В эти места царские власти все больше ссылали непокорных из центральных губерний России. Правительство оставляло без внимания просьбы местной администрации о том, чтобы во избежание беспорядков в среде промысловых рабочих прекратили или хотя бы ограничили приток ссыльных.
Можно представить, какой гнев рождался в душах обитателей эдакого ада. И гнев этот не раз вырывался, как пламя из зева земли, пока наконец не поднялось настоящее восстание, в огне которого закалился и Хасан из Амузги сын Ибадага, тоже ушедший в жизнь на поиски счастья. Он стал среди горцев почти легендарным. Трижды осужденный на разные сроки тюремного заключения, дважды приговоренный к смертной казни через повешение, Хасан всякий раз чудом спасался.

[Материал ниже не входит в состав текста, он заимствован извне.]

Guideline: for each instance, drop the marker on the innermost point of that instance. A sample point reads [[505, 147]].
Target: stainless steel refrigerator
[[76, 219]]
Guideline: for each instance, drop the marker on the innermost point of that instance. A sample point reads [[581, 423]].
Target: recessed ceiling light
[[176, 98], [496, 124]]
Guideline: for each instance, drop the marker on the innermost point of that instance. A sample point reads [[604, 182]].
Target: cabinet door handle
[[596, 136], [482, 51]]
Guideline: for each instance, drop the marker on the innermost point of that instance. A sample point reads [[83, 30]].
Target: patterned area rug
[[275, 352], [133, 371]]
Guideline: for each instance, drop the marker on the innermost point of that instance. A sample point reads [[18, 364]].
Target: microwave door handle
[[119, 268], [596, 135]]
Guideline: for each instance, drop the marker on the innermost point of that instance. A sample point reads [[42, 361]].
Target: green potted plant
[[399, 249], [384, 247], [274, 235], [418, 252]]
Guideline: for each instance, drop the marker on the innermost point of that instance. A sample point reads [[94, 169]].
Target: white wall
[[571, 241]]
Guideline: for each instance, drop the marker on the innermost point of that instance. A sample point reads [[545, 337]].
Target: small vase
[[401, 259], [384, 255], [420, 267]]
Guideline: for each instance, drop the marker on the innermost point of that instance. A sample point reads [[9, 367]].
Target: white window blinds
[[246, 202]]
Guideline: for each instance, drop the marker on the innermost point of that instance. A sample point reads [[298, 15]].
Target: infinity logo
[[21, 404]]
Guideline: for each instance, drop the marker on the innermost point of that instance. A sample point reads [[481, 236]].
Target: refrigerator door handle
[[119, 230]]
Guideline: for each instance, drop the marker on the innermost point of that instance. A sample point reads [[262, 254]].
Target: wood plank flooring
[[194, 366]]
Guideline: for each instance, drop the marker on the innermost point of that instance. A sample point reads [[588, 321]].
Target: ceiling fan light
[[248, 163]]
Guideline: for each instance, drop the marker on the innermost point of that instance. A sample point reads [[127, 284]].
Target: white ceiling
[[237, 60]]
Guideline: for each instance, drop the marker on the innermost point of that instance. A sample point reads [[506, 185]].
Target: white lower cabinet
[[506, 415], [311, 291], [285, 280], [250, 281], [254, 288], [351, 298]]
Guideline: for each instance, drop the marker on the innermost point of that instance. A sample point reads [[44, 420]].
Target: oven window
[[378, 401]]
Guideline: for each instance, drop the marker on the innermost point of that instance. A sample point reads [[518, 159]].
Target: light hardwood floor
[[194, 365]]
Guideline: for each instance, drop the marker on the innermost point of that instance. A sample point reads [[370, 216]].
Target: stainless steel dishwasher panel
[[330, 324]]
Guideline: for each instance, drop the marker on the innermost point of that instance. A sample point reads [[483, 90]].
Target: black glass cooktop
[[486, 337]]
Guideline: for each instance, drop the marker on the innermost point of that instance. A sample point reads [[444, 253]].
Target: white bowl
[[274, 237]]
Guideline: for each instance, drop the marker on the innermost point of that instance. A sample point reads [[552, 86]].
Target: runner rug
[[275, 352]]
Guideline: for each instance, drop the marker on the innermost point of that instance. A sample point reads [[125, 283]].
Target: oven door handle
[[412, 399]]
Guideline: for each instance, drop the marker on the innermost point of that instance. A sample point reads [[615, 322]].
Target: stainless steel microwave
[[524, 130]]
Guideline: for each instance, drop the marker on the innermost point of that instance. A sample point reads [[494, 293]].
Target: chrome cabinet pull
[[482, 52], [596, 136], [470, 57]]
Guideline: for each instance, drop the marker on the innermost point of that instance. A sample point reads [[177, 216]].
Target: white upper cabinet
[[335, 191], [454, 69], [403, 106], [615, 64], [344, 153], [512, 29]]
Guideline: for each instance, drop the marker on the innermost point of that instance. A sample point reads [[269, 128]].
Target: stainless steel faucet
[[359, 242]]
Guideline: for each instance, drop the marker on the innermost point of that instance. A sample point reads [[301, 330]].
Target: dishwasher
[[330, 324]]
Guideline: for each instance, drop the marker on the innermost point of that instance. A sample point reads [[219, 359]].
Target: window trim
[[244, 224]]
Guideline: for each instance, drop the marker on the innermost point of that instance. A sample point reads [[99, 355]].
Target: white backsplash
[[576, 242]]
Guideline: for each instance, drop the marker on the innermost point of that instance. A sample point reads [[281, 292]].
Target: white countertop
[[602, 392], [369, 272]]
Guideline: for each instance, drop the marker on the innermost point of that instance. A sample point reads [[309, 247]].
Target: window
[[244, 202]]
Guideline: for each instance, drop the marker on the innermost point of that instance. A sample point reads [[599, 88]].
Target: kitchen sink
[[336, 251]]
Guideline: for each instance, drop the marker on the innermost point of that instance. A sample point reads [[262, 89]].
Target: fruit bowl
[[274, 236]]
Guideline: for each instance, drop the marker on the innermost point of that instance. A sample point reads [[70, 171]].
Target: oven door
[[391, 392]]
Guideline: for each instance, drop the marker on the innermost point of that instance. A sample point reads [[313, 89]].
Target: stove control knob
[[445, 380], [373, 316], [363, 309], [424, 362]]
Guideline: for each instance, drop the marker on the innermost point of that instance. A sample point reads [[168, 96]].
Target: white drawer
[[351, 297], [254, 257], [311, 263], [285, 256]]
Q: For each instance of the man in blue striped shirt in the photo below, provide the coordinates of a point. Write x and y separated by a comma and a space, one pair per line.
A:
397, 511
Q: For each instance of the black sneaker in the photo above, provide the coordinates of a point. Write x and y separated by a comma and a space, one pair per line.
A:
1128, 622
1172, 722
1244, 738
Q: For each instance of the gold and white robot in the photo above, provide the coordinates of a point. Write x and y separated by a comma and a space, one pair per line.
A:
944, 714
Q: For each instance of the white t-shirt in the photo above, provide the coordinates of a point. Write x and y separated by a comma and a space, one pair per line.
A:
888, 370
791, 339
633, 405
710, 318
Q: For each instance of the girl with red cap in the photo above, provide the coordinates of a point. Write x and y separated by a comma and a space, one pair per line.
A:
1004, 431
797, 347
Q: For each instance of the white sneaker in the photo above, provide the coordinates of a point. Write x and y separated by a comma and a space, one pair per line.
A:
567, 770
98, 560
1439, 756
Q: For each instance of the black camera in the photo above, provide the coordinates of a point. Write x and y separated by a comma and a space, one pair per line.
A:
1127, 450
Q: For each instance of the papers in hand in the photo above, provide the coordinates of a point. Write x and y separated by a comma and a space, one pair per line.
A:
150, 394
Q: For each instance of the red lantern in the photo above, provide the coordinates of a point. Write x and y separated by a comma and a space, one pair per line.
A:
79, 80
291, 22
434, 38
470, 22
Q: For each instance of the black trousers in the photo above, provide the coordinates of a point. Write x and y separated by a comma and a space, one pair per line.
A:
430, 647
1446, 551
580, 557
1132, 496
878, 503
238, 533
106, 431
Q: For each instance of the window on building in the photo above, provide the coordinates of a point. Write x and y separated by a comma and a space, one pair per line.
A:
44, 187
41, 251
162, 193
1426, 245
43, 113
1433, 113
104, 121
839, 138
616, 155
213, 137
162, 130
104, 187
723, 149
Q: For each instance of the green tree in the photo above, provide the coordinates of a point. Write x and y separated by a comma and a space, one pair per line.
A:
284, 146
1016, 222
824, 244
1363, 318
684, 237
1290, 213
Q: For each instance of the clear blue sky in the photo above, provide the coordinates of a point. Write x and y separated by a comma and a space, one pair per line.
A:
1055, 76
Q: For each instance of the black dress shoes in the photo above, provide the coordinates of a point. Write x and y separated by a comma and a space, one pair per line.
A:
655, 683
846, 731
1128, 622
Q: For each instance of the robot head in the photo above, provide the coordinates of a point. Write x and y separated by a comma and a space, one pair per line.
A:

Один раз спасла его дерзкая смелость, а во второй раз из петли, что была подвязана к нефтяной вышке, Хасана вызволили верные друзья… Вот почему и слагались легенды, будто он наделен способностью воскресать из мертвых.
Человек риска и необыкновенной храбрости, Хасан из Амузги тем не менее на всю жизнь запомнил урок, данный ему комиссаром Али-Багандом, человеком железной воли, закаленным в суровом горниле битв за счастье народа. Он был популярен как первый командир революционного кавалерийского полка, храбро сражавшегося за власть Советов на Северном Кавказе не только в горах Сирагинских, но и в горах Табасаранских и в степях кумыкских.
Посылая однажды Хасана из Амузги на выполнение особо важного задания, Али-Баганд рассказал ему о случае, что произошел как-то с ним самим в Большом ореховом лесу, где во все времена кишмя кишели всякого рода головорезы и грабители и куда, под видом абреков, просочились ищейки имама из Гоцо и князя Тарковского. Али-Баганд вез прокламации, обращенные к горцам, служившим в отрядах и полках имама и князя. Прокламации призывали всех, кому дорога свобода народа, кто не желает быть в рабстве у богатеев, князей и других власть имущих, кто не намерен укрываться в скорлупе своего личного благополучия, в это тяжелое для советской власти время, когда она истекает кровью, вступать в отряды красных бойцов. В прокламациях не скрывалось, что вопрос, быть или не быть, стоит перед народом острее, чем когда бы то ни было.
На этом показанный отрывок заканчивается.